‘Back of the Napkin’

A helpful quick exercise to see how the different letterforms could play against and with one another.

Concept 0

The Good

Easy-to-use wordmark (fits 1:1 space, single-color)

The Bad

Doesn’t align with our adjectives
, and too consumer-y/startup-y
 feeling. Worse than that, it's not legible (reads like “Air”). With three short letters you don’t have as many context clues as you would with a longer name like Alternative. It's important here for the ‘t’ to have a full crossbar to ensure legibility.

Concept 1

The Good

Perfect text weight. With a three-letter logo, its important to be bold enough to put a stake in the ground (vs. too thin and look like it could be blown away with the wind). In juxtaposition, we can’t have anything too bulky and buff, or we lose the refined personality. This text weight is a perfect balance between both.

The Bad

Feels stale — not enough personality. Let’s see what happens if we add a long tail to the ‘t’ for added flair

Concept 2


“t” is too peppy, too much (& not the right type of) personality

Juuuust right

James Bond in a midnight-blue tuxedo whispering in your ear at a classy black tie event

Both quiet and bold

✓ Fits characteristics and adjectives

Appeals to the Masses
Timeless Design
Financial / Slightly Masculine
Ease of Use

German/Swiss Design

By keeping all cap heights and ascender heights uniform, each word-mark feels like one unified shape, not to mention that Leore’s company portfolio has a nice rhythm to it.

Works in 1:1 ratio dimensions

The Alt team doesn’t need to dictate when to use icon, icon+wordmark, just wordmark, etc — in all touchpoints we can use the same logo, stress-free and consistently, like a stamp (even the favicon!)

Rich Color palette

Once the word-mark was complete, I could begin building out the supporting color palette. Deep rich hues exude mature masculinity.

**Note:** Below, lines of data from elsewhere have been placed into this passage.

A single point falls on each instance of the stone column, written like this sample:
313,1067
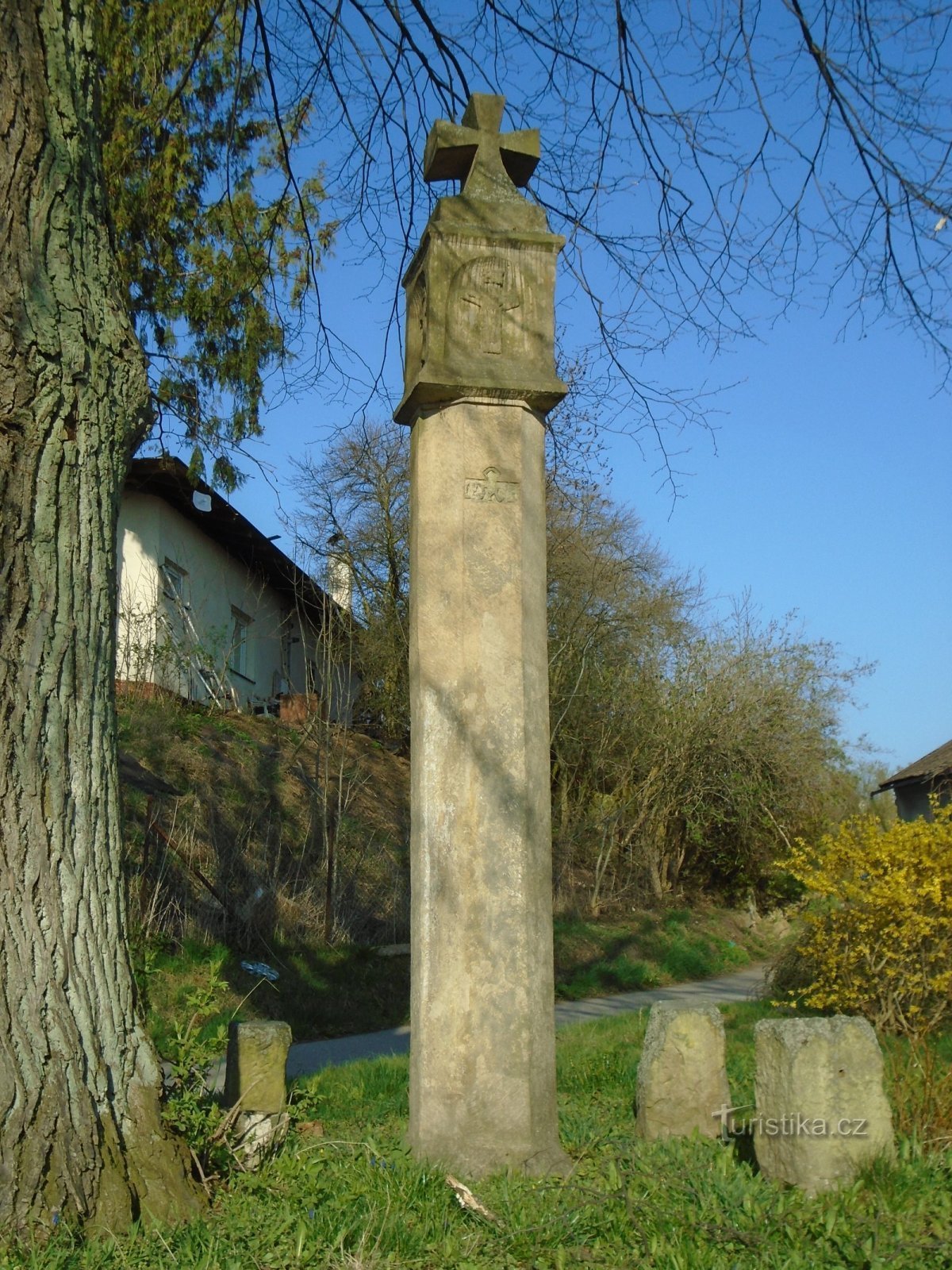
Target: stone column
480,379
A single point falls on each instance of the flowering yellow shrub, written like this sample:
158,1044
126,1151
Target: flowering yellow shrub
880,940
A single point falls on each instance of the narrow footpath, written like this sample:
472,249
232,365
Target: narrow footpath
310,1057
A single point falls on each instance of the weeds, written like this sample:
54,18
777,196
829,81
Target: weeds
351,1195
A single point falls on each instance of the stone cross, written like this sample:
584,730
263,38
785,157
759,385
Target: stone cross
489,163
479,380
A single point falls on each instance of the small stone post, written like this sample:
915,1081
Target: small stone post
254,1083
479,381
682,1086
822,1111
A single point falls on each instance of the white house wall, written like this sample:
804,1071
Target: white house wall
213,587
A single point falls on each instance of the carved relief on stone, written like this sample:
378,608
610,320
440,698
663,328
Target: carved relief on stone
490,488
484,296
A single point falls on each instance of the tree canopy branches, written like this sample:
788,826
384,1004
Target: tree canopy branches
704,162
217,239
708,164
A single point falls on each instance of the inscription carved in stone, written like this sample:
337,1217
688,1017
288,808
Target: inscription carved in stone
484,291
490,488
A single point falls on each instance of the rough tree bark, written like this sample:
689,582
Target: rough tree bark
80,1133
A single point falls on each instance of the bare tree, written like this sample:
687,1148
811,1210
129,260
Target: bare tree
708,163
357,518
704,162
79,1080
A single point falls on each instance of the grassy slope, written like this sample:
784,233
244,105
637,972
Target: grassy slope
254,799
344,1193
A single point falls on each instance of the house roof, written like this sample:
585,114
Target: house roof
937,762
168,478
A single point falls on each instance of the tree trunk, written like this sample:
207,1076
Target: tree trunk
80,1132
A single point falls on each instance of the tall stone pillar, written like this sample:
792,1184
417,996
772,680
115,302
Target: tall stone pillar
480,379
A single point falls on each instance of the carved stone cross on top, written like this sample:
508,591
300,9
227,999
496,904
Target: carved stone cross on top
492,164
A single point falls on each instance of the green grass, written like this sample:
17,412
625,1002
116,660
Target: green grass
353,1198
647,950
321,991
346,990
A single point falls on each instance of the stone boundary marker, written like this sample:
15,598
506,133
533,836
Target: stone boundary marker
820,1114
822,1110
682,1077
255,1089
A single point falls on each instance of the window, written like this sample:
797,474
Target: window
239,658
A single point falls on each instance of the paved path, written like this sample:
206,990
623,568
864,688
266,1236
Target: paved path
746,984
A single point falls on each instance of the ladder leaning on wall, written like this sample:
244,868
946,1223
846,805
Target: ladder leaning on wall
194,660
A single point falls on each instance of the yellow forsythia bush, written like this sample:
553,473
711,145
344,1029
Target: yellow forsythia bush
879,941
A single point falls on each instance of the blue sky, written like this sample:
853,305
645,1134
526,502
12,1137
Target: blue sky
823,488
823,491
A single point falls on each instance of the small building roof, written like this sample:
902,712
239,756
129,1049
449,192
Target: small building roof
168,478
937,762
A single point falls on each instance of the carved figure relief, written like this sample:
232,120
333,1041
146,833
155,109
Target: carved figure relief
490,488
482,292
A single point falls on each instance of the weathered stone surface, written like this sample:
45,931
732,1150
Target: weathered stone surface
480,290
482,1029
682,1086
822,1111
257,1134
480,374
254,1073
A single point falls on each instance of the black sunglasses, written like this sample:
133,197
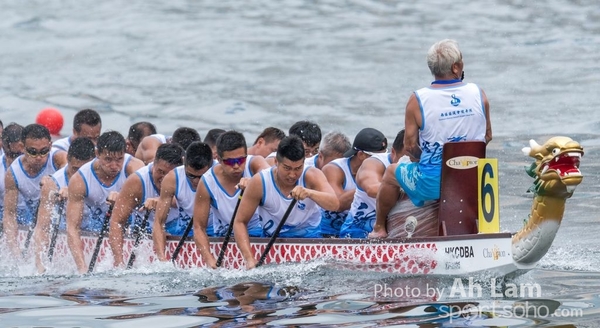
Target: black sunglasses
192,176
35,153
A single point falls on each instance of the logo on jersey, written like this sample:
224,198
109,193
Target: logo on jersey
455,101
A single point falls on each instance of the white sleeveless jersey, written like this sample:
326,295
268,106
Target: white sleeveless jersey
453,113
185,194
311,161
29,186
3,167
304,219
223,204
362,210
60,177
331,221
62,144
97,192
149,190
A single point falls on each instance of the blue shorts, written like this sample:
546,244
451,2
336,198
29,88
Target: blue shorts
418,187
295,232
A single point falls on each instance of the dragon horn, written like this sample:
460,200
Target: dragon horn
532,144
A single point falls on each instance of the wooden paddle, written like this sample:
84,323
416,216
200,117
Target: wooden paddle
276,233
229,231
31,230
54,235
138,237
182,240
100,238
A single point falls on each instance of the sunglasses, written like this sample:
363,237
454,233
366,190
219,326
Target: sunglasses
13,154
234,161
192,176
37,153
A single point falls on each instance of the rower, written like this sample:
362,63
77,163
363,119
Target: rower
219,191
96,185
341,175
142,190
184,136
55,191
22,180
180,184
86,123
271,192
266,142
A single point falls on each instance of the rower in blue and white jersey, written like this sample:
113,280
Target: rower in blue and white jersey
271,193
331,221
341,174
219,192
97,193
361,216
29,185
95,185
54,194
304,220
86,123
140,196
183,136
22,180
180,183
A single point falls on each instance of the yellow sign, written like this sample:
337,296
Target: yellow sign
487,186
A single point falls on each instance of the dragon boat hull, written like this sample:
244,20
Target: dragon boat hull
453,255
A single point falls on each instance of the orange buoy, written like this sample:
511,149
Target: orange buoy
51,118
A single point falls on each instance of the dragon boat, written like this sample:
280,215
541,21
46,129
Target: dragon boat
468,242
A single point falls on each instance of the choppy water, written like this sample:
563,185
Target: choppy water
345,65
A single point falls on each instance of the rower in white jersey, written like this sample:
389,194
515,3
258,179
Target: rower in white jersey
54,193
180,183
22,180
271,192
95,185
12,147
361,216
183,136
86,123
220,191
333,146
447,111
141,191
341,173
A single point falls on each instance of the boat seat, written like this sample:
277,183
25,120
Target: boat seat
458,197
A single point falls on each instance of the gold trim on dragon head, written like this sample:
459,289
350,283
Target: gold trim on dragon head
556,166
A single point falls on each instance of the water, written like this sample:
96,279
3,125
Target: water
345,65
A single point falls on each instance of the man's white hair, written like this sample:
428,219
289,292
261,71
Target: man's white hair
442,55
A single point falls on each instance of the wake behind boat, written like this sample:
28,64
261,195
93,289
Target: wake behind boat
556,175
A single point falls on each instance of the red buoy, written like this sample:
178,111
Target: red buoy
51,118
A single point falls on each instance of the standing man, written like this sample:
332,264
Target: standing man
361,216
341,175
55,189
448,110
86,123
137,132
266,142
180,183
271,192
141,190
22,180
219,190
96,184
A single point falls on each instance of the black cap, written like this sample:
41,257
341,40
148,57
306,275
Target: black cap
368,139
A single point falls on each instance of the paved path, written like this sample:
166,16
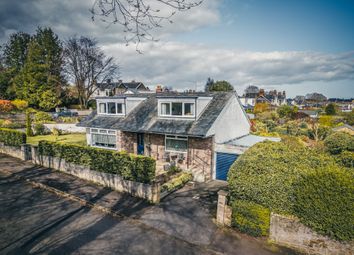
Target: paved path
34,220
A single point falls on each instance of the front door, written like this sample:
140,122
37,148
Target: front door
140,137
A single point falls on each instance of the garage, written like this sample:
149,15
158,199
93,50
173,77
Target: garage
223,163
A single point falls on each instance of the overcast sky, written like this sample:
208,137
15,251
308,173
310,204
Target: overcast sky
299,46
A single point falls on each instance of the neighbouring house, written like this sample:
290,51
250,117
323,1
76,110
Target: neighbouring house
116,88
183,129
255,95
312,114
344,128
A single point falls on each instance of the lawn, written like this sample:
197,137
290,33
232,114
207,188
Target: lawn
76,138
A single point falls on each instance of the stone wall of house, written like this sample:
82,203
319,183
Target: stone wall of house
200,156
198,159
128,142
289,231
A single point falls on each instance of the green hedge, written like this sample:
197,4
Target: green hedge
12,137
130,167
292,179
324,201
250,218
338,142
266,172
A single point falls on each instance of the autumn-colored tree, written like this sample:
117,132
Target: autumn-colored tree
5,106
261,107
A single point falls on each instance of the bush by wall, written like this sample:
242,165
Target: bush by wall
292,179
266,172
130,167
250,218
324,201
177,182
12,137
338,142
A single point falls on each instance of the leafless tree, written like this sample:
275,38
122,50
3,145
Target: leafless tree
139,17
86,65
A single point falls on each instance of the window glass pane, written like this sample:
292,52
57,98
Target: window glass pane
165,109
176,145
111,108
102,108
177,109
188,109
108,141
119,108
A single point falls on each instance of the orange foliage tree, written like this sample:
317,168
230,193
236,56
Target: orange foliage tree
6,106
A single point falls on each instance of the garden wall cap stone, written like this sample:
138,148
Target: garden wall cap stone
223,192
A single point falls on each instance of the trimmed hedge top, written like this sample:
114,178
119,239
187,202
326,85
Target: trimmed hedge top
12,137
130,167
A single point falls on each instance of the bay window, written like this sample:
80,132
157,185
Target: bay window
103,138
178,109
176,143
111,108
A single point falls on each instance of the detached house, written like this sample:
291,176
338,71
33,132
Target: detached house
185,129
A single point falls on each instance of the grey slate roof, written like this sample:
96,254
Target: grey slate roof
144,117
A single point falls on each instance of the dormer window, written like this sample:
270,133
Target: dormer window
177,109
111,108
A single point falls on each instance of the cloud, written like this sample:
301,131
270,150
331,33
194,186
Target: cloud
69,17
185,66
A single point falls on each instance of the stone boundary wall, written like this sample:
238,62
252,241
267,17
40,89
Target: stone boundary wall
23,152
289,231
150,192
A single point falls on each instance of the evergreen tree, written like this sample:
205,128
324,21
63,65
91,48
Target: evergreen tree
330,109
39,82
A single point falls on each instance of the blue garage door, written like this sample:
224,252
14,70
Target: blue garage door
223,163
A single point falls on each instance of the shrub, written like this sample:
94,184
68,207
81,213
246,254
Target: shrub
250,218
324,201
130,167
266,172
57,131
40,129
42,117
20,104
12,137
338,142
29,131
346,159
6,106
177,182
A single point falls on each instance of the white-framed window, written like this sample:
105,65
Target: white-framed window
103,138
111,108
177,109
176,143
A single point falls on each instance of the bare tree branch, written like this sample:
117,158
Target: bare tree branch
139,17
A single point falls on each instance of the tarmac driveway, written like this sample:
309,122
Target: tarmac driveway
35,221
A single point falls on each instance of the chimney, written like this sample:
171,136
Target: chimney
158,89
261,92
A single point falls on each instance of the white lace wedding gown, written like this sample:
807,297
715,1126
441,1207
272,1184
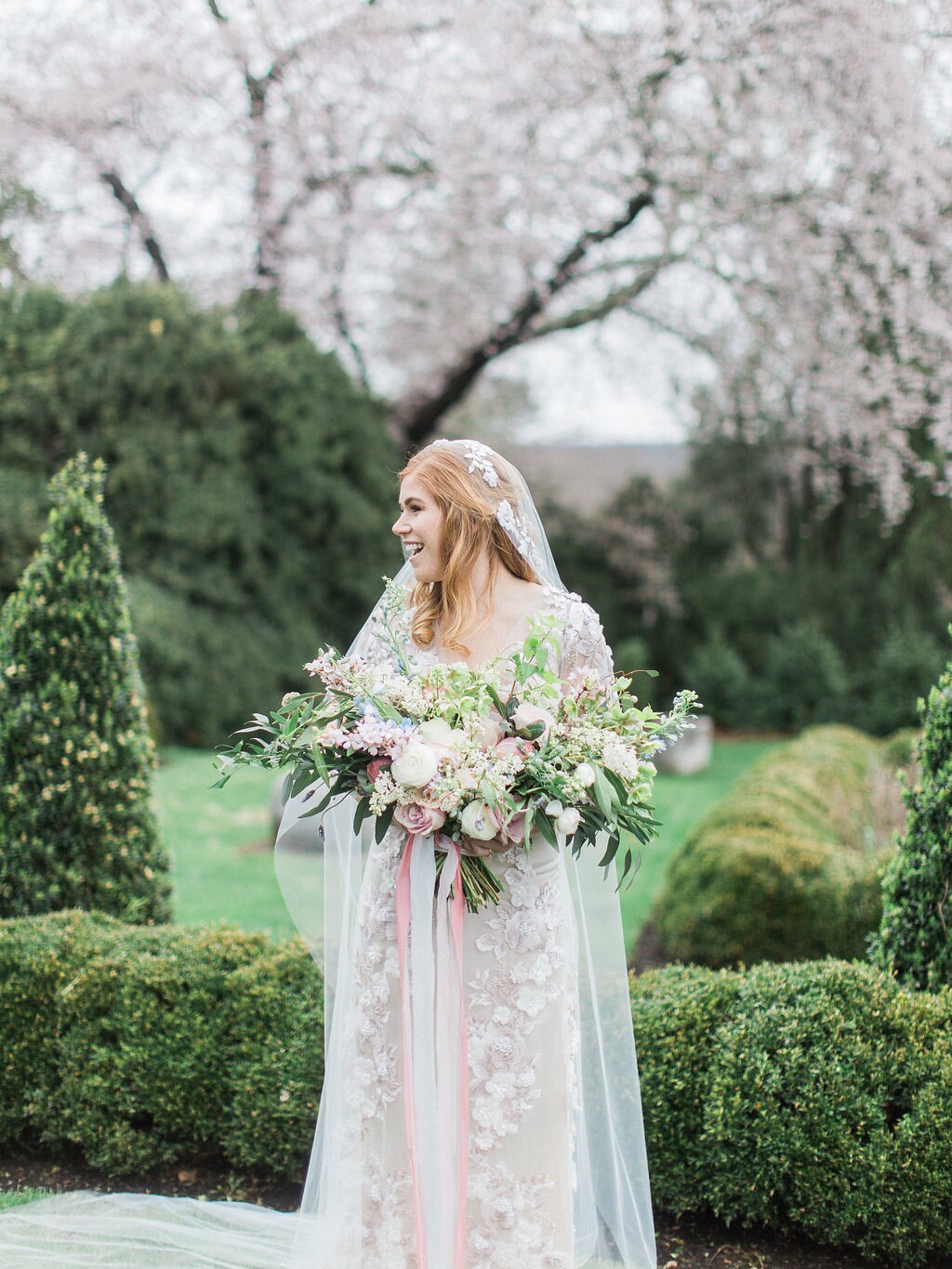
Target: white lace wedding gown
555,1161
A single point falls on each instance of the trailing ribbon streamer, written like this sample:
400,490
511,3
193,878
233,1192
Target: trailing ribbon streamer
435,1064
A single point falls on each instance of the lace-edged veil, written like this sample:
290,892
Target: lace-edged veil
320,872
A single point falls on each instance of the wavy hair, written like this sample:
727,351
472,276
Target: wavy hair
469,531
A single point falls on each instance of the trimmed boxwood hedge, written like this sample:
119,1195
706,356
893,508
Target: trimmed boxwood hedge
146,1046
813,1098
787,865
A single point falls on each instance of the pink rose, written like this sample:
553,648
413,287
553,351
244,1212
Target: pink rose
511,829
527,715
376,767
421,820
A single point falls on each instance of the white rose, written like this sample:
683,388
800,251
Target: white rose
416,767
622,761
569,821
478,821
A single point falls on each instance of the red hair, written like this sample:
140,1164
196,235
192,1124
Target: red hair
469,531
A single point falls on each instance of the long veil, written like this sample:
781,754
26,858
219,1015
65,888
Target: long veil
320,865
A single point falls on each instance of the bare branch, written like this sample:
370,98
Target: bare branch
139,219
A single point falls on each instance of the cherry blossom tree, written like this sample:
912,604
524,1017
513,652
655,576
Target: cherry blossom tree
434,185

Soft powder blues and golds counterbalance with added sophistication. Feedback colors, of key importance given the nature of the product, are saturated and strong.
Light Green
Light blue
Alice Blue

Abstract graphic style

I knew the Alt aesthetic should feel both modern and timeless... dare I say, vintage? Yes, Mid Century Modern is having a moment right now — but its for good reason! I recently visited Georgia O'Keefe's home filled with furniture gifts from her friends (Charles and Ray Eames, Alexander Girard, and the like). Nothing felt dated, and everything felt cool and easy.

The team agreed drawing inspiration from MCM design would cement our brand aesthetic and also clearly differentiate us from competitors.

Overlapping thin opaque lines and semi-transparent abstracted geometric shapes achieved this.

Team member placeholder graphics
Misc. Icons

Type pairing

With the classic wristwatch aesthetic as our north star, there was no way we couldn't incorporate Decimal — a new typeface by Hoefler&Co inspired by the distinct lettering style of nearly all wristwatches — into the mix. Peclet serves as a sharp and confident header font. . The repetitive use of minor angles and slightly disproportionate terminals complement the otherwise rigid typeface. Neue Haas Grotesque as a body font, basically Helvetica but with optical sizing thought through, is the epitome of Swiss  type design — clear and great for easy reading. Not to mention its more humanist feel is a great counter-balance to Peclet's less friendly personality.